When a beneficiary goes directly from a qualifying hospital stay to the SNF, but the initial portion of the SNF stay is covered by another insurer that is primary to Medicare, Medicare coverage would not start until coverage by the insurer ends. The Medicare required schedule of assessments would not begin until the first day of Medicare coverage. If Medicare begins within the first 8 days of the stay, the presumption lasts through the assessment reference date of the 5-day assessment or, if earlier, the 8th day of the stay. Thus, if the other insurer's coverage lasts through the 8th day of the stay, there is no presumption.

5. Beneficiary Receives a Notice of Non-Coverage upon Admission and Requests a Demand Bill

In this situation, a Medicare 5-day assessment was not performed because the SNF's clinical staff determined upon admission that the beneficiary did not meet the level of care criteria for coverage. For purposes of State compliance, the SNF did perform a 14-day assessment, on which the beneficiary classified into one of the upper 26 RlJG-III groups.

For a beneficiary who correctly classifies into one of the upper 26 groups in this situation, there is a presumption that he or she meets the level of care criteria. In this case, the presumption would apply because the beneficiary qualified for one of the upper 26 RUG-III groups based on the 14-day assessment, which retroactively includes the initial period that would have been addressed by a 5-day assessment. However, since no 5-day assessment was actually performed, these days are paid at the default rate, and no grace days may be claimed in this case. Thus, the facility is eligible for only 5 days of payment based on the presumption.

A demand bill reversal was done as follows: From day 1 (admission) up to and including day 5, payment is made at the default rate, since no Medicare assessment was performed.

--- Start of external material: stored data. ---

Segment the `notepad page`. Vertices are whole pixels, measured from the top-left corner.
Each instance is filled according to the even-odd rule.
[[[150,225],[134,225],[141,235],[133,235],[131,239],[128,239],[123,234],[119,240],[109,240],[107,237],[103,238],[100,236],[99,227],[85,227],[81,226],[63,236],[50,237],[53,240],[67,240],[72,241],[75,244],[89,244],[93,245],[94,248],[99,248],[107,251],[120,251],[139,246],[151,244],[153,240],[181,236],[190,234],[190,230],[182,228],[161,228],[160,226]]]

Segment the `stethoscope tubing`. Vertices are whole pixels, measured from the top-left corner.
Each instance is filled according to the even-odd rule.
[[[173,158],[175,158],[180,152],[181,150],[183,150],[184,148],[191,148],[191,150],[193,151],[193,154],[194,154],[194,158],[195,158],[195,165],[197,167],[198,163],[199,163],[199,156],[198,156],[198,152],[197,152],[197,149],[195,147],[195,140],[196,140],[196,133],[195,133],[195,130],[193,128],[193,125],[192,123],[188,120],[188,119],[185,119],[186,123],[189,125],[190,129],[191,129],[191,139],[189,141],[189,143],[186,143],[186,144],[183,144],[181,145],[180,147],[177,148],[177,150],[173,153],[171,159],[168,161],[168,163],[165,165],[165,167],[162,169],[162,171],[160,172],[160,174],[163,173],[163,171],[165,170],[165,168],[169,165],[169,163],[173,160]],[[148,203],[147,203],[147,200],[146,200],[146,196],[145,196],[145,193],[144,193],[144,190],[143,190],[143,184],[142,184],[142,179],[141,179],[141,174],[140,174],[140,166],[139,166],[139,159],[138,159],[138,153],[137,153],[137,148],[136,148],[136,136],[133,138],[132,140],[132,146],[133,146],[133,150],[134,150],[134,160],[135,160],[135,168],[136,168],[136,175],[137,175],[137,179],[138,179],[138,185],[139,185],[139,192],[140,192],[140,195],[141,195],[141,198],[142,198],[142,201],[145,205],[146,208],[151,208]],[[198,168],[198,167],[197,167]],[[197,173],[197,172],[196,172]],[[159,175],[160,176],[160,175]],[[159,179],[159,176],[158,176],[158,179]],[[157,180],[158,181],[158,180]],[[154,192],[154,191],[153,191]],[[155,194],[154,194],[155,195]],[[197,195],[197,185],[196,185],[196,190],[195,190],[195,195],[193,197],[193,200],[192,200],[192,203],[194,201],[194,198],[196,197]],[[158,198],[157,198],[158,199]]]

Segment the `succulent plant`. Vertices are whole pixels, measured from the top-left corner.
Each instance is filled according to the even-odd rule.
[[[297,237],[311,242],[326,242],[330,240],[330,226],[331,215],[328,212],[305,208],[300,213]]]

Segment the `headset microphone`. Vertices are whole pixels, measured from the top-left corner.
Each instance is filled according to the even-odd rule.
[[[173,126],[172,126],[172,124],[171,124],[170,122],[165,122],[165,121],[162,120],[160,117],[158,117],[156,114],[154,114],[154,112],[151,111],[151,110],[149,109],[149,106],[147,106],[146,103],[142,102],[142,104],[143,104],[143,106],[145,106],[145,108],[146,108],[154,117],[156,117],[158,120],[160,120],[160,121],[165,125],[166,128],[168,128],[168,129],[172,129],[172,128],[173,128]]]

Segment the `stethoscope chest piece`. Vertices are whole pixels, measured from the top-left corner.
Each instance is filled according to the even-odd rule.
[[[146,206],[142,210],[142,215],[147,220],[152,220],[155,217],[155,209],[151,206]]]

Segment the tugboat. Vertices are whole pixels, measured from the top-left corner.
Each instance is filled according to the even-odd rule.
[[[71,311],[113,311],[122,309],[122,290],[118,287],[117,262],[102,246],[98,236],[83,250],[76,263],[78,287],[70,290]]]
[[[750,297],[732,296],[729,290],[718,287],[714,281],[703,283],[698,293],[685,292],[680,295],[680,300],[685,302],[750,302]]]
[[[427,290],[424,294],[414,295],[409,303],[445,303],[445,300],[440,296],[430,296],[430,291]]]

From day 6 forward, there is no Medicare payment or coverage.

6. Readmission to SNF within 30 Days after Discharge from Initial SNF Stay-No Intervening Hospitalization

As noted in scenario 1, if a beneficiary is initially admitted to the SNF directly from the hospital for a covered Part A stay, the presumption for that stay is applicable. However, if that beneficiary is discharged (NOT to an acute care facility) and then subsequently readmitted, there is no presumption applicable to the second SNF admission. (If the beneficiary is transferred to a hospital, and returns directly to the SNF, see item 3 above)

7. Initial, Non-Medicare SNF Stay followed by Qualifying Hospitalization and Readmission to SNF for Medicare Stay

Dually eligible (Medicare/Medicaid) beneficiaries whose initial stay in the SNF is either Medicaid-covered or private pay, are eligible for the Medicare presumption of coverage when readmitted to the SNF following a qualifying hospitalization. (Of course, in order to qualify for Medicare coverage upon readmission, the beneficiary must be placed in the portion of the institution that is actually certified by Medicare as a SNF.)

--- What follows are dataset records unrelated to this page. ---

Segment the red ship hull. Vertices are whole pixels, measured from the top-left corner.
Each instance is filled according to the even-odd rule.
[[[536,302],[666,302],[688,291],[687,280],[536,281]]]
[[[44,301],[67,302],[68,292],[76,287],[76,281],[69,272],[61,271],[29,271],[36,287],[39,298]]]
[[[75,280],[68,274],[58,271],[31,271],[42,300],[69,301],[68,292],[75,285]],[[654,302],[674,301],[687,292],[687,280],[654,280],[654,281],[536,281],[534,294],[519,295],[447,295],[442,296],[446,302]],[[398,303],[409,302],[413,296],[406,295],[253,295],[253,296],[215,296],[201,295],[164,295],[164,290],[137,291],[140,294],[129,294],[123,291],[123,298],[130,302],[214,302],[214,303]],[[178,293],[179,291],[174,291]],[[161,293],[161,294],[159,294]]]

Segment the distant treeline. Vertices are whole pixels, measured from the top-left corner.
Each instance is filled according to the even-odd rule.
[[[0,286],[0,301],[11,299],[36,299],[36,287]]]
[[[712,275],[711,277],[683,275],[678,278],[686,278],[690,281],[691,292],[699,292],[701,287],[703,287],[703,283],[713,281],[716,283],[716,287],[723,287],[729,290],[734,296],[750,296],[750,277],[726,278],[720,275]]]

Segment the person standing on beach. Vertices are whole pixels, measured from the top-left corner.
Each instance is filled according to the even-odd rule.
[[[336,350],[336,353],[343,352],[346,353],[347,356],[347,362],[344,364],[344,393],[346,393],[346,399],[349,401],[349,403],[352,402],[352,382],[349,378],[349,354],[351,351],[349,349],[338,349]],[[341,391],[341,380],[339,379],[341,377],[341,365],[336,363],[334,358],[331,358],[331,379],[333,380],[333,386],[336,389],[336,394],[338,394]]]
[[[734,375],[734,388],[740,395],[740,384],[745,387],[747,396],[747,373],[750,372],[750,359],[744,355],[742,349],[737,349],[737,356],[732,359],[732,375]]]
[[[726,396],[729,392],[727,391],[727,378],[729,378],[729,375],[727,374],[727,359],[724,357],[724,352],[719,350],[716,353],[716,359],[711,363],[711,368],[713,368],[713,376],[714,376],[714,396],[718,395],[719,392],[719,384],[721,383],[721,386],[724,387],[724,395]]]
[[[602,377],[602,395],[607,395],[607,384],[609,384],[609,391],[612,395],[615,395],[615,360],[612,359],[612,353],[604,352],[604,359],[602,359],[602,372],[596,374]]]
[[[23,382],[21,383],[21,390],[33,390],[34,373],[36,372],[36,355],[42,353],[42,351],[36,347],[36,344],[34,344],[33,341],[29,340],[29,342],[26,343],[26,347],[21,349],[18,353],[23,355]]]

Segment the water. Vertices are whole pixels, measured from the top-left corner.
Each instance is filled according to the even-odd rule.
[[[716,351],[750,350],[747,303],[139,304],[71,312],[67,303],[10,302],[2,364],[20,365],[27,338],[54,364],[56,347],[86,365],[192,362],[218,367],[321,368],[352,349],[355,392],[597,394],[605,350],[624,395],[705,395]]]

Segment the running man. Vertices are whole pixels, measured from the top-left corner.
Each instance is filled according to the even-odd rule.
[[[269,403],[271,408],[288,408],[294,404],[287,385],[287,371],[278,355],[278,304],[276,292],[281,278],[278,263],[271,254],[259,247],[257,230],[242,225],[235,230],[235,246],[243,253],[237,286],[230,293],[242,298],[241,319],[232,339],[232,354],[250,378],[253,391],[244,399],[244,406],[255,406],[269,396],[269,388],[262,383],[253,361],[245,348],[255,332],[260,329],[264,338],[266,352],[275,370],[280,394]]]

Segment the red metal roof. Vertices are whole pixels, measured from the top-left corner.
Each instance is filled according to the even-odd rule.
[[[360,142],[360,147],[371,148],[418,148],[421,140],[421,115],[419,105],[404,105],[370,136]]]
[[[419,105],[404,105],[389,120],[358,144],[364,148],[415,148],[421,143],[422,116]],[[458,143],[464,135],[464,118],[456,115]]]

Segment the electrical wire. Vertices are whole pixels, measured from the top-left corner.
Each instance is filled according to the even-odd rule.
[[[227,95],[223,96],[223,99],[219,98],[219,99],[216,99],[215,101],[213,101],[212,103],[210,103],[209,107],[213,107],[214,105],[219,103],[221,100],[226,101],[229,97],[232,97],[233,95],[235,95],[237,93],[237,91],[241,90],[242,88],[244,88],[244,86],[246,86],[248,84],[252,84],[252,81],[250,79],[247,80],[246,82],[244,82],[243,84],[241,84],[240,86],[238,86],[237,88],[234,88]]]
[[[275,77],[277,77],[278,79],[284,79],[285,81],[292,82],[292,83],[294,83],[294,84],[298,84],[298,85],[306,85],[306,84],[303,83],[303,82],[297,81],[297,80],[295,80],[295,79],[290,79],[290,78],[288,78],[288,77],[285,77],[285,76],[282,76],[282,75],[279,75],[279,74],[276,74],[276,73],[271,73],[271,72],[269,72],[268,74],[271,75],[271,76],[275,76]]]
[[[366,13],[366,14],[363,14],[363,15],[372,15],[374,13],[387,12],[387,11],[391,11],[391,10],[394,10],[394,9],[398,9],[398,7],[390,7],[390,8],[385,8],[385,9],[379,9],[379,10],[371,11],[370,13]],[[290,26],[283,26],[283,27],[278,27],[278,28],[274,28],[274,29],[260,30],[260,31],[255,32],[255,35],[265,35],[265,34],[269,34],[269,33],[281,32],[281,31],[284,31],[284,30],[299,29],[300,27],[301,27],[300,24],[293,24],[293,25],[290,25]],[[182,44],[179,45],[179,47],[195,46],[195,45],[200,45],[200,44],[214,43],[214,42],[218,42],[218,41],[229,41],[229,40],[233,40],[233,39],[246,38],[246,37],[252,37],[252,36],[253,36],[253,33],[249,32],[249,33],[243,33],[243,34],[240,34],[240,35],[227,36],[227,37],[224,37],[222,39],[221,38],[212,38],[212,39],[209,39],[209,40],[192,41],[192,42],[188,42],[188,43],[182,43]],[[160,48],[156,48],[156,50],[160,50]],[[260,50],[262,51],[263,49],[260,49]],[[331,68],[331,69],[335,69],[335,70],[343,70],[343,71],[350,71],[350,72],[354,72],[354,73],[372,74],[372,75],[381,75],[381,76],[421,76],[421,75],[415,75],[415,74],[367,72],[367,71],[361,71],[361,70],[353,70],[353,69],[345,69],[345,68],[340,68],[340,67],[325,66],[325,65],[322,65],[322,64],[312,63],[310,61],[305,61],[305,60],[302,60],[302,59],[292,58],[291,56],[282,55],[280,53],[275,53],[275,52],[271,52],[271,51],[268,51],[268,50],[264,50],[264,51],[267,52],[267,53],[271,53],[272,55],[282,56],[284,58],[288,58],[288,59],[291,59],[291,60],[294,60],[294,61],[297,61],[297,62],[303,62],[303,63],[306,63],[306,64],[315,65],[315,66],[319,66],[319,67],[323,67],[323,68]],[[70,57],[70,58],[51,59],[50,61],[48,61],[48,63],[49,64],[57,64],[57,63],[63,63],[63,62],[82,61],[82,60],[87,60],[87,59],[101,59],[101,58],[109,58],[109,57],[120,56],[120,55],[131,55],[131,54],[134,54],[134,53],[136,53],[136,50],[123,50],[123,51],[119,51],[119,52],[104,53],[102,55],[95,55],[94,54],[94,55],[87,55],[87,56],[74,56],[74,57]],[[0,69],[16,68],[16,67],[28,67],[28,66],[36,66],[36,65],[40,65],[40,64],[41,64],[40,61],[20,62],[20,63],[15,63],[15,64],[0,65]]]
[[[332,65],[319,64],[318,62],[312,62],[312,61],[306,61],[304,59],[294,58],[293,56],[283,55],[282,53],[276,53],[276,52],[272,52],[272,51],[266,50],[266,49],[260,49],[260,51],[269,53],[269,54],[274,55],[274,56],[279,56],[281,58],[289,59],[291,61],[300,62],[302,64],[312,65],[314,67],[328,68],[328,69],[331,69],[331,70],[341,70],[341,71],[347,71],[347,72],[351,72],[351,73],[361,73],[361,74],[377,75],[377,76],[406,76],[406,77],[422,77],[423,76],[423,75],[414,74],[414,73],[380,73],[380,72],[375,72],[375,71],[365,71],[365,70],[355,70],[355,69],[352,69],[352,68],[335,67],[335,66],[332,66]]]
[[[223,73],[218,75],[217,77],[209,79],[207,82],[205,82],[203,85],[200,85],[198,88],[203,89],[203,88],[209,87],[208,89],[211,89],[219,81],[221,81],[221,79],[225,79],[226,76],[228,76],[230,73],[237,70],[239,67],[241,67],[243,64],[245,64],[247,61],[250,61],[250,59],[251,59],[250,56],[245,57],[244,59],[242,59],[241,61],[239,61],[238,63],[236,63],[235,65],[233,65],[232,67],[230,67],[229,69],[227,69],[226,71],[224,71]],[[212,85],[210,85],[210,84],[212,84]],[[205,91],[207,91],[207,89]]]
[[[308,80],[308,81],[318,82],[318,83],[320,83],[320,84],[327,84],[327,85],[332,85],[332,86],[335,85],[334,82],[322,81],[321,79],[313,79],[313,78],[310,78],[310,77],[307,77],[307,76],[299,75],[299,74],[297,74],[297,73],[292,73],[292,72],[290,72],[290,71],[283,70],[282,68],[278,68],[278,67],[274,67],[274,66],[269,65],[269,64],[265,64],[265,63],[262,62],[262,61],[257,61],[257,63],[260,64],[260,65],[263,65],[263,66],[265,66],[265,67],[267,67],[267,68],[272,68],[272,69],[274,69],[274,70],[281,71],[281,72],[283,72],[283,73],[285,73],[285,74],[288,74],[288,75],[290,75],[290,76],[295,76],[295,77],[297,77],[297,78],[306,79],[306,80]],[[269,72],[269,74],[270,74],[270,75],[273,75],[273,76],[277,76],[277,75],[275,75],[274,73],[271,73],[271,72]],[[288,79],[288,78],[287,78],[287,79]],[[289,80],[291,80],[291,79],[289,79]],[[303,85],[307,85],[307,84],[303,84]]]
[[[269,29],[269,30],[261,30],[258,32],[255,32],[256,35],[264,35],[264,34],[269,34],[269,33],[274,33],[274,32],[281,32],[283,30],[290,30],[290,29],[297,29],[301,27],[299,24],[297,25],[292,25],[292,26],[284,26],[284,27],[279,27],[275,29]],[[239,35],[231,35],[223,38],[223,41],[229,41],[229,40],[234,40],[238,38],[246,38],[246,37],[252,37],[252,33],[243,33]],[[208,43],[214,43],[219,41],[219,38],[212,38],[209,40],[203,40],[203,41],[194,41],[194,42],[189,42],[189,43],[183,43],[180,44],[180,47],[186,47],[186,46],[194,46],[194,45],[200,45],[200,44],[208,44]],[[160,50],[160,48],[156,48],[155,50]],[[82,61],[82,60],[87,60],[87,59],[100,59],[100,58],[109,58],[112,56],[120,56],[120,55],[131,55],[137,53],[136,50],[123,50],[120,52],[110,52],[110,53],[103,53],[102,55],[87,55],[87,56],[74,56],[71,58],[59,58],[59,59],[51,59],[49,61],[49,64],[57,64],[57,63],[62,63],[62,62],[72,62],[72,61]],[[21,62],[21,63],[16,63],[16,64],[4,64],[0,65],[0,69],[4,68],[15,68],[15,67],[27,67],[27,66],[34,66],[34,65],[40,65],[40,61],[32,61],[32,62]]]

8. Transfer from One SNF to Another SNF

There is no presumption of coverage in cases involving transfer of a beneficiary from one SNF to another. The presumption only applies to the SNF stay that immediately follows the qualifying hospital stay.

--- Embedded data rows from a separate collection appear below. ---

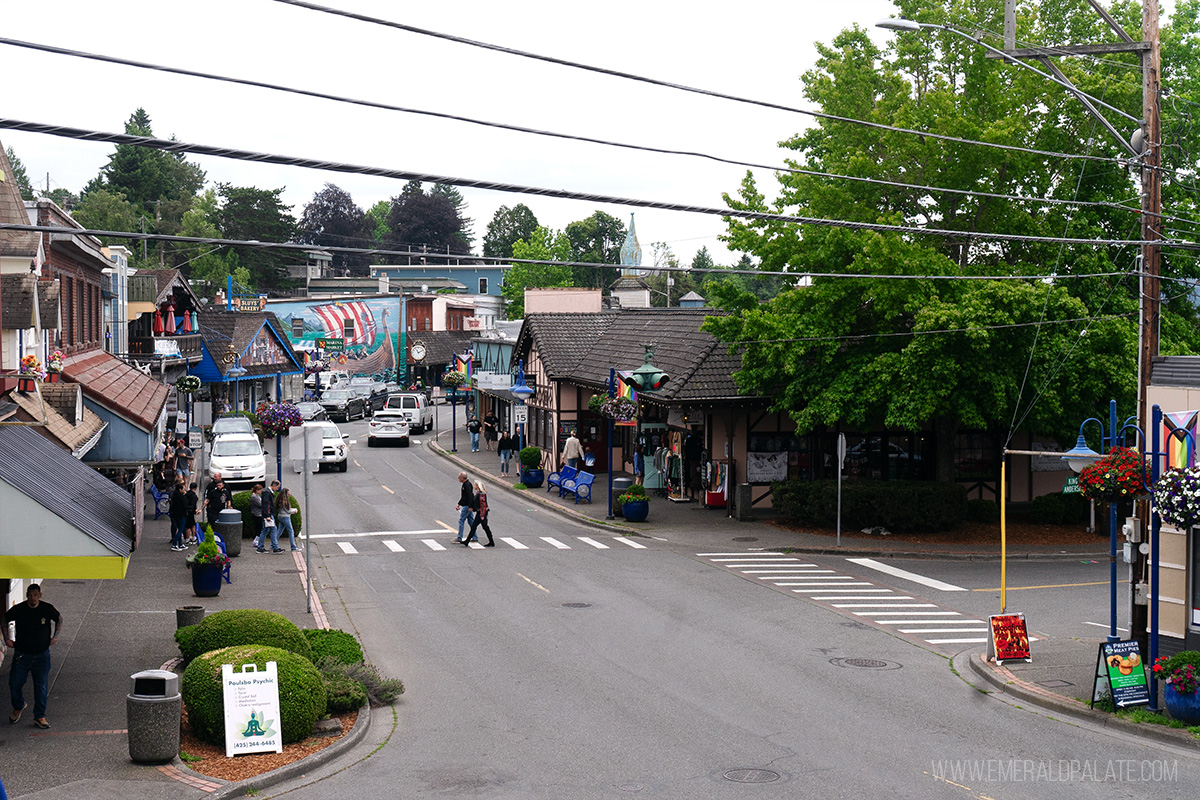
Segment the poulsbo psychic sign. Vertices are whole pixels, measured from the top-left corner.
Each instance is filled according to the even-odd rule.
[[[225,690],[225,755],[282,753],[283,731],[279,719],[279,673],[274,661],[265,669],[244,664],[221,665]]]
[[[1096,656],[1096,679],[1092,684],[1092,705],[1104,697],[1104,684],[1117,708],[1150,705],[1150,684],[1142,647],[1136,639],[1102,642]]]

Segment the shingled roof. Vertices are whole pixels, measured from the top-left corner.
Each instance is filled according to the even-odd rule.
[[[609,326],[619,314],[618,311],[601,311],[598,314],[527,314],[514,345],[514,352],[524,352],[525,341],[532,339],[537,342],[538,353],[548,378],[573,378],[580,361],[594,345],[604,339]],[[639,359],[638,364],[640,363]],[[604,380],[608,380],[607,367]]]
[[[35,294],[42,330],[58,328],[58,281],[39,281],[32,273],[20,273],[0,275],[0,319],[5,329],[33,327]]]
[[[29,224],[25,201],[21,199],[21,190],[17,187],[17,178],[3,143],[0,143],[0,222]],[[0,252],[4,255],[33,258],[37,251],[38,235],[33,231],[0,231]]]
[[[32,393],[13,392],[9,395],[27,415],[25,419],[41,422],[45,414],[45,426],[36,430],[46,438],[66,448],[75,458],[80,458],[94,443],[104,429],[104,420],[79,400],[77,383],[43,383],[42,400],[45,407]]]
[[[83,394],[145,431],[154,430],[167,402],[167,387],[103,350],[68,356],[63,374]]]
[[[300,362],[295,360],[296,354],[292,349],[291,340],[284,333],[287,328],[283,326],[274,312],[214,309],[204,311],[199,315],[199,331],[204,340],[204,346],[212,356],[212,361],[222,377],[226,376],[233,368],[233,364],[226,364],[222,358],[230,344],[233,345],[234,352],[245,353],[246,348],[254,341],[254,337],[258,335],[264,324],[272,328],[276,342],[294,362],[291,369],[283,369],[282,372],[289,374],[303,371],[304,368]],[[275,375],[281,371],[278,364],[242,364],[242,367],[246,370],[245,377],[247,378]]]

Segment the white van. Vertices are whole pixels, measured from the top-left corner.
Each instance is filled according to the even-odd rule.
[[[389,395],[384,408],[398,408],[404,412],[409,429],[413,433],[433,430],[433,406],[429,398],[420,393]]]
[[[309,375],[304,379],[304,386],[308,389],[317,388],[317,376]],[[350,387],[350,376],[344,372],[335,372],[334,370],[324,370],[321,372],[321,392],[327,392],[330,389],[347,389]]]

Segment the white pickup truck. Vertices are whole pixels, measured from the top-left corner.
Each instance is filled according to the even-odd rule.
[[[433,430],[433,406],[429,405],[429,398],[423,394],[414,392],[388,395],[387,403],[383,407],[403,411],[413,433]]]

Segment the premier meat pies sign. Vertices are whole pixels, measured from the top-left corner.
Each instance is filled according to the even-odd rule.
[[[256,664],[243,664],[240,672],[234,672],[232,664],[222,664],[221,679],[225,688],[225,755],[282,753],[275,662],[268,661],[262,670]]]

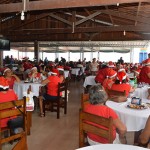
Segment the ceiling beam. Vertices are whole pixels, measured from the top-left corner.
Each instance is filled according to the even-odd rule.
[[[74,33],[103,33],[103,32],[146,32],[150,33],[149,26],[124,25],[124,26],[98,26],[98,27],[75,27]],[[42,34],[67,34],[72,33],[72,28],[45,28],[45,29],[22,29],[10,30],[4,35],[42,35]]]
[[[49,16],[52,17],[52,18],[55,18],[55,19],[57,19],[57,20],[59,20],[59,21],[61,21],[63,23],[66,23],[66,24],[72,26],[72,22],[70,22],[68,20],[65,20],[64,18],[61,18],[61,17],[59,17],[59,16],[57,16],[57,15],[55,15],[53,13],[50,13]]]
[[[26,10],[48,10],[48,9],[60,9],[60,8],[75,8],[75,7],[93,7],[93,6],[105,6],[116,5],[117,3],[139,3],[149,2],[149,0],[42,0],[42,1],[27,1]],[[0,5],[0,13],[21,12],[23,10],[22,3],[9,3]]]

Bear in mind that the presumption was deliberately designed so as to create a very high probability of identifying those situations that involve a need for skilled care. Accordingly, we do not anticipate that there will be a significant number of cases in which a beneficiary qualifies for the presumption and yet does not actually require any skilled care. However, as indicated in the final rule (64 FR 41668-69), if it becomes apparent in actual practice that this is not the case with regard to certain specific criteria under the RUG-III classification system (for example, the 14-day "look-back" provision), HCFA reserves the right to reassess the validity of the presumption's use of those criteria.